D’autres éléments, dont nous avons pris connaissance lors de la lecture des documents rendus publics par l’État ont quant à eux soulevé certaines inquiétudes :

⚠️ Dans ses réponses au rapport des garants du débat public, sur de nombreux points, l’Etat se contente de faire un état des lieux de ce qui existe déjà, sans donner de pistes d’amélioration, de réflexions, ou de chantiers à lancer. Dès lors, il ne semble pas que ce débat public puisse jouer un rôle majeur dans les politiques de l’Etat sur la mer.

⚠️  La zone prévue pour l’éolien en mer en Méditerranée est entièrement située dans une zone Natura 2000, protégée pour la conservation du grand dauphin (mais pas spécifiquement pour les oiseaux, bien qu’ils soient nombreux dans cette région, comme partout sur les côtes françaises).
Nous avons souligné, avec d’autres ONG, l’importance de rester prudents quant à l’installation de parcs éoliens dans cette zone. Si nous reconnaissons la pertinence du développement de l’éolien en mer, nous insistons pour que cela ne se fasse pas de manière précipitée.
Nous recommandons d’attendre les résultats des projets pilotes déjà en place, des études en cours sur les migrations des oiseaux, et une analyse approfondie de la compatibilité entre l’éolien flottant et la protection du grand dauphin.
Valider dès maintenant 2 GW d’éolien flottant en Méditerranée semble donc prématuré.

⚠️ Bien que l’État semble avoir compris l’importance des impacts cumulés sur l’environnement, sa réponse se limite à lister les études en cours, sans vraiment expliquer comment ces résultats seront pris en compte dans la planification des projets d’éolien en mer et des autres activités maritimes. Pour l’instant, il ne semble pas y avoir de volonté claire de la part de l’État de réduire certaines activités existantes (ou « historiques ») afin de diminuer la pression sur les écosystèmes marins et de « faire de la place » pour le développement de l’éolien en mer, qui est pourtant un nouvel usage dont nous ne pouvons malheureusement pas nous passer.

⚠️ L’État envisage la possibilité de labelliser certains parcs éoliens en mer comme Zones de Protection Forte (ZPF), ce qui semble incohérent, car il est difficile voire impossible de concilier des activités industrielles avec les objectifs de protection stricte de ces zones. De plus, il souhaite maintenir la pêche au sein de ces parcs, ce qui est encore moins compatible avec le statut de ZPF, où la protection de la biodiversité devrait primer sur toute autre activité.

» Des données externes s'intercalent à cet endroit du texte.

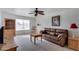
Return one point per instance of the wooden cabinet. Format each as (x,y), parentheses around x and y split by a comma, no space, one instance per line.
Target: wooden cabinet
(73,43)
(9,29)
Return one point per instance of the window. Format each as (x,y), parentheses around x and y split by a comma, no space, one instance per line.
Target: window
(22,24)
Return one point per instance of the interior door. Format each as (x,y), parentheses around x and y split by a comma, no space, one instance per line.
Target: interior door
(9,29)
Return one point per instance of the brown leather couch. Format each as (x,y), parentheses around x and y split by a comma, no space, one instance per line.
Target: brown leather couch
(58,36)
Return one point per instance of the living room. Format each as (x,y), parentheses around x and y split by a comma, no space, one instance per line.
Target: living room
(68,20)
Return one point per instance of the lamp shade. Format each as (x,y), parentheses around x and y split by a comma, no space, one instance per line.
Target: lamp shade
(73,26)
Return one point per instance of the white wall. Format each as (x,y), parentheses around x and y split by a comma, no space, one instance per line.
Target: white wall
(12,16)
(66,19)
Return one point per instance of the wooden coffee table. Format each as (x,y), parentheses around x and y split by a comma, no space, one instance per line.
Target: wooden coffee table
(36,35)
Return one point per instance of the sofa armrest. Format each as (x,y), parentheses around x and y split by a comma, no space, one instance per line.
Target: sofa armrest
(62,39)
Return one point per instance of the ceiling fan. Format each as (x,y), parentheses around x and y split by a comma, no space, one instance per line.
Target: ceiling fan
(36,12)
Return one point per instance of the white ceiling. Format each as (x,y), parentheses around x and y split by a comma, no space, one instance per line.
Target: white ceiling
(26,11)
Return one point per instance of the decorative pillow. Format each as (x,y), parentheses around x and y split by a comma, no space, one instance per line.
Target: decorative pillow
(60,35)
(51,33)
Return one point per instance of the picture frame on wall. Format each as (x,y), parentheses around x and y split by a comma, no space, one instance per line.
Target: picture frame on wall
(56,20)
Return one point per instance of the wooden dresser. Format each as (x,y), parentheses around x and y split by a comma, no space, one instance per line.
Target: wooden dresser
(73,43)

Nous sommes ainsi dubitatifs sur la réelle cohérence de l’Etat en matière de protection de l’environnement et prise en considération des impacts cumulés (point de vigilance largement souligné par Surfrider au cours du débat public).

⚠️ Parmi les zones de développement de l’éolien en mer prévues à l’horizon 2050, certaines chevauchent des parcs naturels marins, notamment en Manche Est Mer du Nord (MEMN) et en Méditerranée. Cela montre que l’État n’a pas, pour l’instant, exclu les aires marines protégées de ses projets éoliens, et il ne semble pas considérer la situation particulière en Méditerranée, où les zones protégées et les projets éoliens se superposent, comme une exception.

⚠️ Le calendrier et les ambitions relatifs aux ZPF sont bien moins avancés, aboutis et ambitieux que pour l’éolien en mer : de toute évidence, le niveau de priorité pour l’Etat n’est pas le même, alors qu’il est urgent de déployer des outils plus efficace de protection et de conservation du milieu marin

⚠️ Il est aussi regrettable que les cartes publiées par l’État ne combinent pas les enjeux de protection de l’environnement avec le développement de l’éolien en mer. Ce manque avait déjà été signalé pendant le débat public, et à l’époque, des cartes supplémentaires avaient été demandées et finalement créées. Il est dommage que cette leçon n’ait pas été retenue lors de la réponse au bilan du débat public.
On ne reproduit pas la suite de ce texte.